New radiotherapy techniques have been developed in the past decade. Intensity-modulated radiation therapy (IMRT) is a complex technique that was designed to overcome the problems associated with the traditional technique. With IMRT normal organs are protected against receiving any radiation, and higher doses are delivered to the chest. Therefore this is safer for the patient and more precise way of delivering RT to the MPM. Moreover areas of underdosing or overdosing can be identified and corrected.
Current research focuses on arc therapy and helical tomotherapy which are rotational radiotherapy techniques that deliver radiation from more angles than IMRT. They visualise the target in three dimensions and this makes them ideal for mesothelioma. They have been shown to achieve good results in preventing spread of the MPM; however this comes with a cost: pneumonitis (reactive inflammation of the lung which has been radiated) is a common complication.

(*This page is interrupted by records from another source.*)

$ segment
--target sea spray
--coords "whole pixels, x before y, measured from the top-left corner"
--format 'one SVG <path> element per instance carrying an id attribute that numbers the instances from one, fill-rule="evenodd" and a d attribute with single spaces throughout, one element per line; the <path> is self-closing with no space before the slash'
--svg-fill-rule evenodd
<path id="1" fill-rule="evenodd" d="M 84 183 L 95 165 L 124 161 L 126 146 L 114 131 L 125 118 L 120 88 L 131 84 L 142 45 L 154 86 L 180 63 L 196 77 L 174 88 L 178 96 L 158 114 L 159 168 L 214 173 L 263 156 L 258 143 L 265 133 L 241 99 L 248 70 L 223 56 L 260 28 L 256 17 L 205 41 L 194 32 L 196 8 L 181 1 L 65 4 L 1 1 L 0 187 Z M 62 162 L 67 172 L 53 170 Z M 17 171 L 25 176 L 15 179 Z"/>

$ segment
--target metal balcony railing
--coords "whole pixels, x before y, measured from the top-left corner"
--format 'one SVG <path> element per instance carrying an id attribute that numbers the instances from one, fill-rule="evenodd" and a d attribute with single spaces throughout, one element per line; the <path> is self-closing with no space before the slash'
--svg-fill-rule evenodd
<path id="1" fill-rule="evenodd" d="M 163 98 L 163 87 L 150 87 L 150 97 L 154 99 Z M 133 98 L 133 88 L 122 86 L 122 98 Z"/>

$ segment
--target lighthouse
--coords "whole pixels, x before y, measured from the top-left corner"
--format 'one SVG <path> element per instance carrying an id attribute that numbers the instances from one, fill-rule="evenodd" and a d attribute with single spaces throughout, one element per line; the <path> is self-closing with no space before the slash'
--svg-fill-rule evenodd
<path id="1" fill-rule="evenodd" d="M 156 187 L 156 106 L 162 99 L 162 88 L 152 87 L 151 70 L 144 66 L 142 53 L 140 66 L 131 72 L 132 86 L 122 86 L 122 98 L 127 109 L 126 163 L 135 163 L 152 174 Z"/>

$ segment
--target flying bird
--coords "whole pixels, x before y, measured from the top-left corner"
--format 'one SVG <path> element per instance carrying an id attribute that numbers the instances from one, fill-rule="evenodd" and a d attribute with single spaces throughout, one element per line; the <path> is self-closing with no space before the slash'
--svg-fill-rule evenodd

Research is ongoing in current trials to determine if theoretical advantages of new radiotherapy techniques can be translated into clinical benefit for mesothelioma patients [41].
5. Conclusion
This systematic review has shown that EPP and P/D for patients with MPM can be performed with an acceptable perioperative mortality rate in specialised centres. However, the evidence for long-term survival in patients operated-on in the context of TMT in the current literature is inconsistent. A number of prospective studies with standardised therapeutic strategies have reported relatively favourable outcomes. These encouraging results demonstrate the potential benefit that surgery can offer for patients treated by a multidisciplinary approach in specialist high volume centres.
Conflict of Interests
The authors declare that there is no conflict of interests regarding the publication of this paper.